Furthermore, you can represent a tensor of any rank with a row or column vector - or (in the case of rank > 1) a matrix for that matter (just choose suitable bases). This may even be more natural if you consider tensors as multilinear maps. An example of a rank 4 tensor being used in solid mechanics is the compliance/stiffness tensors that give a linear relation between the stress tensor and the strain tensor (both symmetric rank 2 tensors). This is often represented as a 6x6 matrix using the basis ##\vec e_1 \otimes \vec e_1##, ##\vec e_2 \otimes \vec e_2##, ##\vec e_3 \otimes \vec e_3##, ##\vec e_{\{1} \otimes \vec e_{2\}}##, ##\vec e_{\{1} \otimes \vec e_{3\}}##, ##\vec e_{\{2} \otimes \vec e_{3\}}## for the symmetric rank 2 tensors. In the same language, the stress and strain tensors are described as column matrices with 6 elements.
 
  • #11
Orodruin said:
Sure, you can represent a tensor by a multidimensional array, but this does not mean that a tensor is a multidimensional array or that a multidimensional array is a tensor. Let us take the case of tensors in ##V\otimes V## for definiteness. A basis change in ##V## can be described by a matrix that will tell you how the tensor components transform, but in itself this matrix is not a tensor.
You can consider every matrix as a tensor (defining the matrix rank by tensors) or write a tensor in columns, as it is a vector (element of a vector space) in the end. Personally I like to view a tensor product as the solution of a couniversal mapping problem. As I said, I was tempted to write more about the aspect of "How to use a tensor" instead of "What is a tensor" but this would have led to several chapters and the problem "Where to draw the line" were still an open one. Therefore I simply wanted to take away the fears of the term and answer what it is, as I did before in a few threads, where the basic question was about multilinearity and linear algebra and the constituencies of tensors. The intro with the numbers should show that the degree of complexity depends on the complexity of purpose. I simply wanted to shortcut future answers to threads rather than write a book about tensor calculus. That was the main reason for the examples, which can be understood on a very basic level. Otherwise I would have written about the Ricci tensor and tensor fields which I find far more exciting. And I would have started with rings and modules and not with vector spaces. Thus I only mentioned them, because I wanted to keep it short and to keep it easy: an answer for a thread. Nobody on an "A" and probably as well on an "I" level reads a text about what a tensor is.
 
  • #12
Perhaps I was mislead regarding the intended audience from the beginning. I am pretty sure most engineering students will not remember what a homomorphism is without looking it up. Certainly a person at B-level cannot be expected to know this?
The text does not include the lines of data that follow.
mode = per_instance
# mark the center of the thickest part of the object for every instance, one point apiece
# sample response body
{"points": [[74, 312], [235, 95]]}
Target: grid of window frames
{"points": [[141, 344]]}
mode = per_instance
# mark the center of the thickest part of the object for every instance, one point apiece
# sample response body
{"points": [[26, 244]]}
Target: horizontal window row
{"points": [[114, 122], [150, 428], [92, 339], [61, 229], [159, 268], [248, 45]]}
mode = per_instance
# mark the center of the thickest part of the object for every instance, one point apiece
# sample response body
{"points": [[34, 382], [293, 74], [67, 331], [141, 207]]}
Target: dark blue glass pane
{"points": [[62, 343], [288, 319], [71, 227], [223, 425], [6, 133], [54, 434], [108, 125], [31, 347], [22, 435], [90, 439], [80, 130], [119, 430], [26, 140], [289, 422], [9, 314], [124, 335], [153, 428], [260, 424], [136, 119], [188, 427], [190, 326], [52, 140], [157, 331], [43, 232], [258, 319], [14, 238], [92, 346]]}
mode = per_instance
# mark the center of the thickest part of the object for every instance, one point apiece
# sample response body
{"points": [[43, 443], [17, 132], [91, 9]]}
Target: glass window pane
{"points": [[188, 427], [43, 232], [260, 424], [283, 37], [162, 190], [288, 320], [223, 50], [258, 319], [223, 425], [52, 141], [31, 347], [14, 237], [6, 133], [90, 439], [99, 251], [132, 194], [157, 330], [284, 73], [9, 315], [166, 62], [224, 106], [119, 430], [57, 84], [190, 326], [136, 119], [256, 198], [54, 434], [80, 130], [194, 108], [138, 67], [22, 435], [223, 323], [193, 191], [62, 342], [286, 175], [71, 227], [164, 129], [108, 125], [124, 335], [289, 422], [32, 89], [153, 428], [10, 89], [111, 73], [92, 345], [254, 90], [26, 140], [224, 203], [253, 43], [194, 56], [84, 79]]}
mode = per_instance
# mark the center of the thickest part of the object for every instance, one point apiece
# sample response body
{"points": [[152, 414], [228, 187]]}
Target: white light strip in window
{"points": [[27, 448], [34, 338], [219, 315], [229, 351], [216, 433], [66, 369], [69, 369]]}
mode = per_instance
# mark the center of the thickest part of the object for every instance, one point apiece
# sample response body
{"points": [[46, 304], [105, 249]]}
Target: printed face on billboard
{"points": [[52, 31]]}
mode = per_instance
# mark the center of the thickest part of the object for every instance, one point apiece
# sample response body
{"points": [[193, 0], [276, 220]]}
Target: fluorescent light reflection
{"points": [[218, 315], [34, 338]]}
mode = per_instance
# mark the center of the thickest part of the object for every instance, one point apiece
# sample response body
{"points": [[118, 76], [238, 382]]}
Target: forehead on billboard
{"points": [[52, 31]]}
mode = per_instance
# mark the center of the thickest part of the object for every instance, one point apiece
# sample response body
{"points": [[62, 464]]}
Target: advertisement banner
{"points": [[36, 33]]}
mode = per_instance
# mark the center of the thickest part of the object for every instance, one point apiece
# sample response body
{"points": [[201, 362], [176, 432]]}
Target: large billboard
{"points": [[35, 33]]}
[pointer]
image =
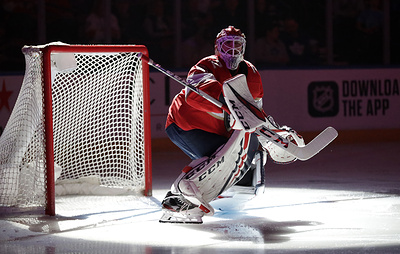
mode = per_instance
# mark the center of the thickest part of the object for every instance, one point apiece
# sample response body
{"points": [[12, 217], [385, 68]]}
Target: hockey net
{"points": [[80, 125]]}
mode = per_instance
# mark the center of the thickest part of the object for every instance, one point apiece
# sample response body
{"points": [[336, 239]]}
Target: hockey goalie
{"points": [[228, 156]]}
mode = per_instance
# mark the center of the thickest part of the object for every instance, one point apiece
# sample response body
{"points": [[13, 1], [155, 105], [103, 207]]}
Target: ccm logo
{"points": [[211, 169], [239, 115]]}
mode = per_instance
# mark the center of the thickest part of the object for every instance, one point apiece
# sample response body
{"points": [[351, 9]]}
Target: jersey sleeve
{"points": [[200, 77]]}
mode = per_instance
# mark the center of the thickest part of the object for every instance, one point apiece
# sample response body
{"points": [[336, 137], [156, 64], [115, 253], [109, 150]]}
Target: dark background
{"points": [[179, 32]]}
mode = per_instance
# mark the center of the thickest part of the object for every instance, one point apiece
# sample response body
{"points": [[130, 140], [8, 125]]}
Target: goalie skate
{"points": [[177, 209]]}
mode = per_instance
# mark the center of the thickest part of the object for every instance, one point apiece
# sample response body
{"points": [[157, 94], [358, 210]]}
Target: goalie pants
{"points": [[198, 143], [195, 143]]}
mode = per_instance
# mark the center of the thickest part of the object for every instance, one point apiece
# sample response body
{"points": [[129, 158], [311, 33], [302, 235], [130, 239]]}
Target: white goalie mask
{"points": [[230, 44]]}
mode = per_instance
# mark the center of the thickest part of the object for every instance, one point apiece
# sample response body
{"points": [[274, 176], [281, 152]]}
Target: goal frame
{"points": [[48, 112]]}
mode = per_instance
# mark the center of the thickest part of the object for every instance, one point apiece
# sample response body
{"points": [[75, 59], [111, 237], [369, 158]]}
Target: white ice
{"points": [[344, 200]]}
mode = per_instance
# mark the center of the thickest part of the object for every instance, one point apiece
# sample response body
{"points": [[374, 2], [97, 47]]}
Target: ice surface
{"points": [[344, 200]]}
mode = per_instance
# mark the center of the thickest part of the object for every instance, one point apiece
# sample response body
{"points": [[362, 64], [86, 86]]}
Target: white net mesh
{"points": [[98, 128]]}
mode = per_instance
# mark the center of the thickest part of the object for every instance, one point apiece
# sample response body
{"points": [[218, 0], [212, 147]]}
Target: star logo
{"points": [[4, 97]]}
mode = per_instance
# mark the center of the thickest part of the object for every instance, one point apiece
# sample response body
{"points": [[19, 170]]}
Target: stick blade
{"points": [[316, 145]]}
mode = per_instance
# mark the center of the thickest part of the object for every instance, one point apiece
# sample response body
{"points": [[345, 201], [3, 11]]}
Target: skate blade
{"points": [[168, 218]]}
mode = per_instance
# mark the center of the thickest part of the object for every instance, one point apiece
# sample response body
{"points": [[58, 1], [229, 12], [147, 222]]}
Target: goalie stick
{"points": [[302, 153]]}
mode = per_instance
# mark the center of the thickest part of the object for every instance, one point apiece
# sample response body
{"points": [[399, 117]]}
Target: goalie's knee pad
{"points": [[251, 185], [206, 178]]}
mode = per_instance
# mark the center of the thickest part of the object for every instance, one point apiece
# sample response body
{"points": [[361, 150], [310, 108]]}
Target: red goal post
{"points": [[82, 118]]}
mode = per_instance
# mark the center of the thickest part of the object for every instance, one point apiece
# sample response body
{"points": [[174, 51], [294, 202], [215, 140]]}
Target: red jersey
{"points": [[191, 111]]}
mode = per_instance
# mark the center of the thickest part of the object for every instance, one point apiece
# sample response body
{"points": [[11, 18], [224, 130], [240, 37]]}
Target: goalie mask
{"points": [[230, 45]]}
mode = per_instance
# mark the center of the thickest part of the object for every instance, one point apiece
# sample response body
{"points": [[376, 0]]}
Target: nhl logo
{"points": [[323, 99]]}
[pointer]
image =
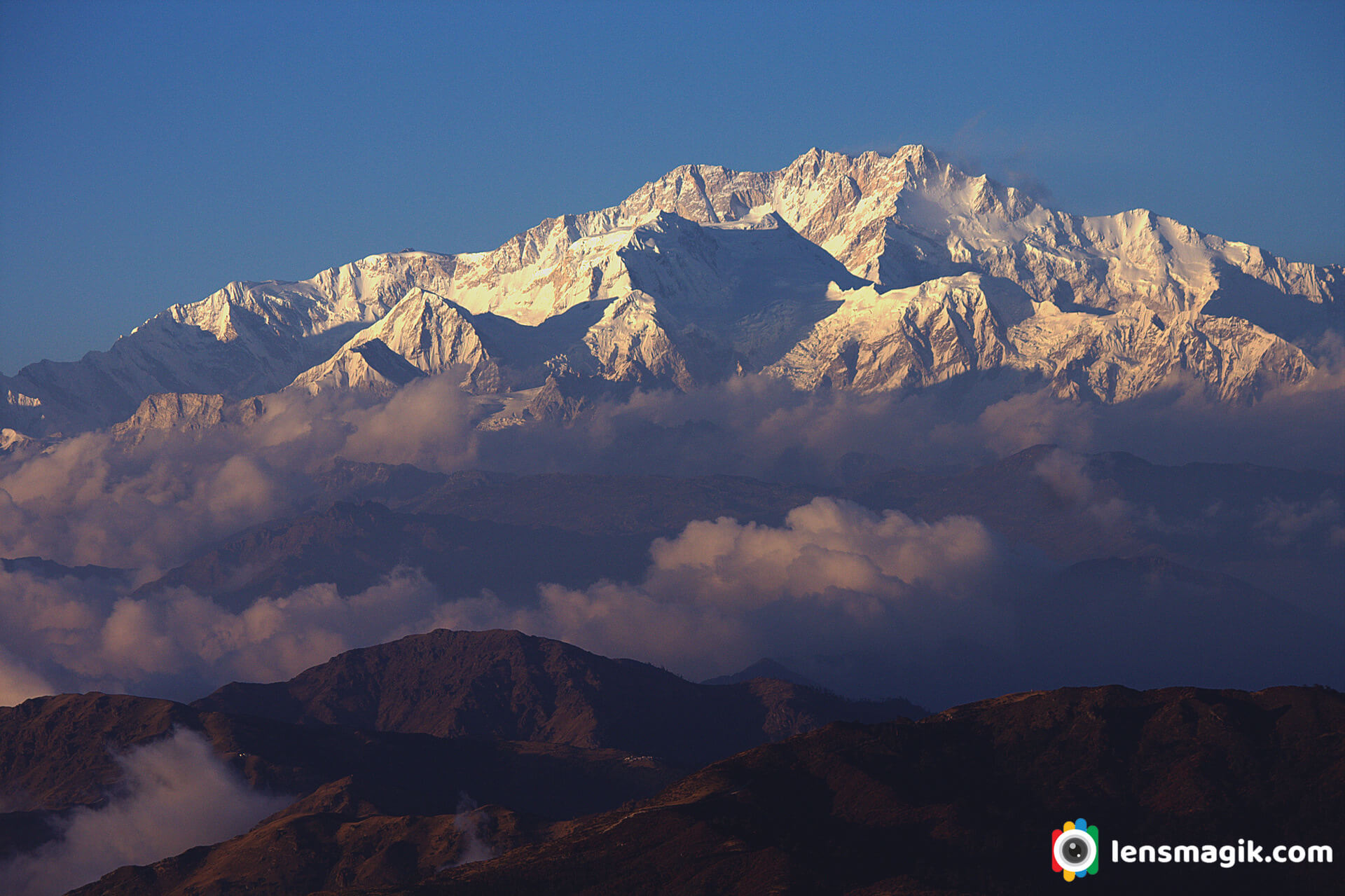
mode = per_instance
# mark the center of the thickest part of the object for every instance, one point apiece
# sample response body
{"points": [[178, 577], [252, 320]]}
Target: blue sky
{"points": [[152, 152]]}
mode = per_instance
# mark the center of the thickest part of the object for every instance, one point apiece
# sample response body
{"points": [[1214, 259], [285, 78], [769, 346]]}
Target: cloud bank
{"points": [[834, 579], [175, 794]]}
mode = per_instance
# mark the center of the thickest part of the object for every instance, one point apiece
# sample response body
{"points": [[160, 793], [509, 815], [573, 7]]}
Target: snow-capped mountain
{"points": [[849, 272]]}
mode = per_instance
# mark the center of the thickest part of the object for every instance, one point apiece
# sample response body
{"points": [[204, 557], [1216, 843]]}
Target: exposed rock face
{"points": [[861, 272]]}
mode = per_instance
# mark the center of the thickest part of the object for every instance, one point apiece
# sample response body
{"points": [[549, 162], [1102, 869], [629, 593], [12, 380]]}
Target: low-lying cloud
{"points": [[175, 794]]}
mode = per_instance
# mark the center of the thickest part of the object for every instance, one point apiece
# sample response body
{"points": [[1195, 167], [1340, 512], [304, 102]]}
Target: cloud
{"points": [[99, 499], [89, 635], [175, 794], [724, 593]]}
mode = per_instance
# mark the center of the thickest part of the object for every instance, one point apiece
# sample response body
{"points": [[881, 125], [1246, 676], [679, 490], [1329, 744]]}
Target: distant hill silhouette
{"points": [[514, 687]]}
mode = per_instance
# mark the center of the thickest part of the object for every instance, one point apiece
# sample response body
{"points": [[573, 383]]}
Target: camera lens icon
{"points": [[1074, 849]]}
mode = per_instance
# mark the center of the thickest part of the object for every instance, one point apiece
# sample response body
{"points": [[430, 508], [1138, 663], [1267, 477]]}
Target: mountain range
{"points": [[865, 272]]}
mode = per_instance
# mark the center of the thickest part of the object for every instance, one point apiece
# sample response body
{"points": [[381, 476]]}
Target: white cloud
{"points": [[175, 794]]}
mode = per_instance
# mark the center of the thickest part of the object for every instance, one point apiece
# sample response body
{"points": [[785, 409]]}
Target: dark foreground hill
{"points": [[514, 687], [965, 802], [962, 802]]}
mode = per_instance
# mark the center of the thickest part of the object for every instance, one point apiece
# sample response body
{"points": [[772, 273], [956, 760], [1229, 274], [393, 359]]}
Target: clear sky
{"points": [[152, 152]]}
In the end, I suspect we would give different answers to the question in the title based on our backgrounds and the expected audience. My students would (generally) not prefer me to give them the mathematical explanation, but instead the physical application and interpretation, more to the effect of how I think you would interpret "how can you use tensors in physics?" or "how do I interpret the meaning of a tensor?"

fresh_42 said:
Nobody on an "A" and probably as well on an "I" level reads a text about what a tensor is.
This must mean I am B-level. :oops::eek::frown:
 
  • #13
Orodruin said:
Perhaps I was mislead regarding the intended audience from the beginning. I am pretty sure most engineering students will not remember what a homomorphism is without looking it up. Certainly a person at B-level cannot be expected to know this?

In the end, I suspect we would give different answers to the question in the title based on our backgrounds and the expected audience. My students would (generally) not prefer me to give them the mathematical explanation, but instead the physical application and interpretation, more to the effect of how I think you would interpret "how can you use tensors in physics?" or "how do I interpret the meaning of a tensor?"
Yes, you are right. My goal was really to say "Hey look, a tensor is nothing to be afraid of." and that's why I wrote
Depending on whom you ask, how many room and time there is for an answer, where the emphases lie or what you want to use them for, the answers may vary significantly.
And to be honest, I'm bad at basis changes, i.e. frame changes and this whole rising and lowering indices is mathematically completely boring stuff. I first wanted to touch all these questions but I saw, that would need a lot of more space. So I decided to write a simple answer and leave the "several parts" article about tensors for the future. Do you want to know where I gave it up? I tried to get my head around the covariant and contravariant parts. Of course I know what this means in general, but what does it mean here? How is it related? Is there a natural way how the ##V's## come up contravariant and the ## V^{*'}s## covariant? Without coordinate transformations? In a categorial sense, it is again a different situation. And as I've found a source where it was just the other way around, I labeled it "deliberate". Which makes sense, as you can always switch between a vector space and its dual - mathematically. I guess it depends on whether one considers ##\operatorname{Hom}(V,V^*)## or ##\operatorname{Hom}(V^*,V)##. But if you know a good answer, I really like to hear it.
This must mean I am B-level. :oops::eek::frown:
Well, your motivation can't have been to learn what a tensor is. That's for sure. :cool: Maybe you have been curious about another point of view. As I started, I found there are so many of them, that it would be carrying me away more and more (and thus couldn't be used as a short answer anymore). It is as if you start an article "What is a matrix?" by the sentence: "The Killing form is used to classify all simple Lie Groups, which are classical matrix groups. There is nothing special about it, all we need is the natural representation and traces ... etc." Could be done this way, why not.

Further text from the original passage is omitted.